Molla stated, “We urge the state government to pay the compensation as directed by the NCHR. We have seen the West Bengal government declare a compensation package for deaths incurred by consumption of spurious alcohol. We need the compensation because we are unable to do any heavy work in this condition.”

The legal impasse

Villagers alleged that the governmental authorities are apathetic towards their condition. According to Molla, “The situation worsened after we moved court for compensation.” Nasiruddin Molla, another villager from Goaldaha who has also been suffering from silicosis informed BE, “I went to the NRS Hospital (Nil Ratan Sircar Medical College & Hospital - a government medical college and hospital) in Kolkata in 2014 and was formally diagnosed with silicosis. When I went back to the same hospital in November 20, 2018, the junior doctor who first inspected me in the outdoor department wrote silicosis in my prescription but later changed it after consulting his superior who had remarked that it would be unwise to diagnose me with silicosis as we had initiated a case.”
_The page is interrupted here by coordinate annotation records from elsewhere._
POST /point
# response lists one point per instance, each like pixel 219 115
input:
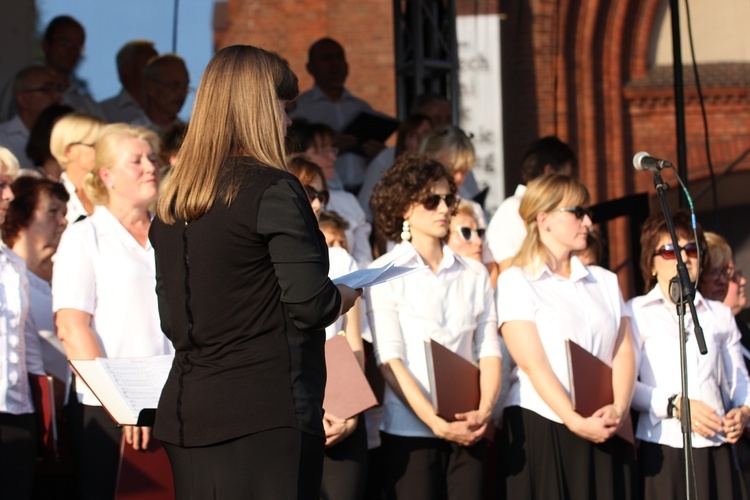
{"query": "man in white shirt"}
pixel 62 46
pixel 506 231
pixel 330 103
pixel 131 63
pixel 166 84
pixel 34 89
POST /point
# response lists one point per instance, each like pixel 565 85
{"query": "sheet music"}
pixel 363 278
pixel 138 381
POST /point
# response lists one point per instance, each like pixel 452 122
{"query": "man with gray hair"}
pixel 128 105
pixel 166 84
pixel 34 89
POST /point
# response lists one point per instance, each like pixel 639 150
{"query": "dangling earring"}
pixel 405 233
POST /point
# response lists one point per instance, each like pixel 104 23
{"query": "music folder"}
pixel 454 381
pixel 370 125
pixel 347 391
pixel 591 386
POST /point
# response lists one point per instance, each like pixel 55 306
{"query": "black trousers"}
pixel 663 473
pixel 417 468
pixel 18 439
pixel 345 467
pixel 279 464
pixel 95 444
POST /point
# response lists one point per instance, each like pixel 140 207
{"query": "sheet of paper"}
pixel 139 381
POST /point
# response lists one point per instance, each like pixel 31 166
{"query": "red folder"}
pixel 144 475
pixel 47 392
pixel 347 391
pixel 591 385
pixel 454 381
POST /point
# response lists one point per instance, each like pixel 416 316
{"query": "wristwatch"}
pixel 671 408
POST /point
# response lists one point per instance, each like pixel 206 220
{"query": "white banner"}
pixel 481 100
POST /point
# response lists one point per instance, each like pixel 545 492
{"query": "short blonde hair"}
pixel 9 162
pixel 71 129
pixel 545 194
pixel 108 152
pixel 450 146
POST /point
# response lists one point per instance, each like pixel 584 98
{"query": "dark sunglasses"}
pixel 432 201
pixel 313 194
pixel 579 211
pixel 667 251
pixel 467 233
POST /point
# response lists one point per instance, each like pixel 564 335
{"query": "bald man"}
pixel 34 89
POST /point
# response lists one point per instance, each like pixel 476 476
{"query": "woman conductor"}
pixel 244 294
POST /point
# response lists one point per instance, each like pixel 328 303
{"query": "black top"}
pixel 244 296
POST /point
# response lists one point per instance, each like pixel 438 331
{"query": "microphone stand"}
pixel 685 295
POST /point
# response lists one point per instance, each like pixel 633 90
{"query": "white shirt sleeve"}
pixel 73 276
pixel 34 361
pixel 382 313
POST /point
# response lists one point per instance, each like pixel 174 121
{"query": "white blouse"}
pixel 586 308
pixel 19 352
pixel 102 270
pixel 718 378
pixel 42 323
pixel 454 307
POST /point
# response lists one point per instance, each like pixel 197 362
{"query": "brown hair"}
pixel 402 185
pixel 653 229
pixel 236 113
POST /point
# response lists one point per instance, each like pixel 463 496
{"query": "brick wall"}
pixel 289 27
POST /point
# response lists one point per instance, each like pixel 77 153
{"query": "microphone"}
pixel 642 162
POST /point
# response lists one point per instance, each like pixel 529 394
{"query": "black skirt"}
pixel 663 473
pixel 543 460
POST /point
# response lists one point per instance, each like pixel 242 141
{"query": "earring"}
pixel 405 233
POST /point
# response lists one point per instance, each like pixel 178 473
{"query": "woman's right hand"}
pixel 460 431
pixel 348 297
pixel 596 429
pixel 703 419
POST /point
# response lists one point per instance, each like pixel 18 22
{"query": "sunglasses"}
pixel 313 194
pixel 467 233
pixel 579 211
pixel 432 201
pixel 667 251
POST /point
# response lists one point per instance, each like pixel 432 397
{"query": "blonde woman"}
pixel 20 354
pixel 244 294
pixel 72 144
pixel 103 284
pixel 547 450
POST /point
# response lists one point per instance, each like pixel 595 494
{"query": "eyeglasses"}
pixel 579 211
pixel 47 88
pixel 667 251
pixel 467 233
pixel 432 201
pixel 313 194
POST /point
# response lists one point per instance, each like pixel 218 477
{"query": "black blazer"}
pixel 244 296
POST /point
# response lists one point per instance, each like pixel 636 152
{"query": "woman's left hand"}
pixel 734 423
pixel 137 437
pixel 337 429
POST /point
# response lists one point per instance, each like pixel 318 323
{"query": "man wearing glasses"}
pixel 34 89
pixel 166 84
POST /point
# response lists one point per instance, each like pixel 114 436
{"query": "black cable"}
pixel 705 120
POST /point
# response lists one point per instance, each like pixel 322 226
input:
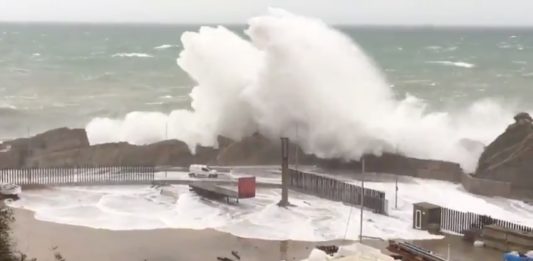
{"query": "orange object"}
pixel 246 187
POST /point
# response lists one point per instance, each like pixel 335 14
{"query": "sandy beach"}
pixel 37 239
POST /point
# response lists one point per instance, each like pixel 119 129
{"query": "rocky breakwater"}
pixel 70 148
pixel 509 157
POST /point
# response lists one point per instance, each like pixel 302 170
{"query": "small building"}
pixel 426 216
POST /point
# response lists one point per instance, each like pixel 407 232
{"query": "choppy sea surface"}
pixel 54 75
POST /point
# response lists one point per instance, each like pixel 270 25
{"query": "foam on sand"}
pixel 130 55
pixel 456 64
pixel 295 72
pixel 311 218
pixel 165 46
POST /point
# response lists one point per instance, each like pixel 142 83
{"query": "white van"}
pixel 202 171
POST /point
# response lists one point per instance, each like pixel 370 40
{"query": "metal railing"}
pixel 79 176
pixel 333 189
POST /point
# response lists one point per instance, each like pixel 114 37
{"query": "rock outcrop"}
pixel 510 157
pixel 70 148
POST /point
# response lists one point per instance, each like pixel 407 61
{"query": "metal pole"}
pixel 166 138
pixel 396 195
pixel 362 197
pixel 296 148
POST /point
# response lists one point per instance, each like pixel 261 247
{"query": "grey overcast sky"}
pixel 368 12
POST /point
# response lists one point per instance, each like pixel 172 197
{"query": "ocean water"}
pixel 310 218
pixel 54 75
pixel 337 92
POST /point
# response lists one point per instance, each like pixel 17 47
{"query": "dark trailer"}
pixel 209 189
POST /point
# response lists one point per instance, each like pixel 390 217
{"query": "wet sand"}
pixel 38 238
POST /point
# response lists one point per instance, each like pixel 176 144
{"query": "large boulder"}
pixel 510 157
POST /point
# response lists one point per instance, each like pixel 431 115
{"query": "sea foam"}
pixel 309 219
pixel 296 73
pixel 456 64
pixel 165 46
pixel 139 55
According to Shamin Ahmed, “We have got a favourable verdict in the case that was initiated by the villagers. The judgement was passed on October 3, 2018. The key lies in implementing it. The court has directed the West Bengal government to frame a Silicosis Rehabilitation Policy for treatment, compensation, rehabilitation and welfare for silicosis patients and their families taking note of the Haryana Silicosis Rehabilitation Policy. Secondly, the court directed the government to organise regular medical camps in the Goaldaha village.”

The villagers confirmed that a monthly medical camp has been initiated following the court order. But Ahmed pointed out, “The government is currently focusing only on treatment whereas the order emphasises equally treatment, compensation and rehabilitation. Compensation and rehabilitation is equally necessary to elevate the condition of these villagers.”

Speaking exclusively to BE, Sk. Kamrul Islam, Block Development Officer, Minakhan stated, “We have ensured that there is no new forced migration from our block to crusher plants. Additionally, villagers from the affected villages have been provided houses under the governmental schemes. The government’s appointed Silicosis Medical Detection

Board (SMDB) under the state government’s labour department is in charge of the matter. The block administration is yet to receive any specific directives from the SMDB.”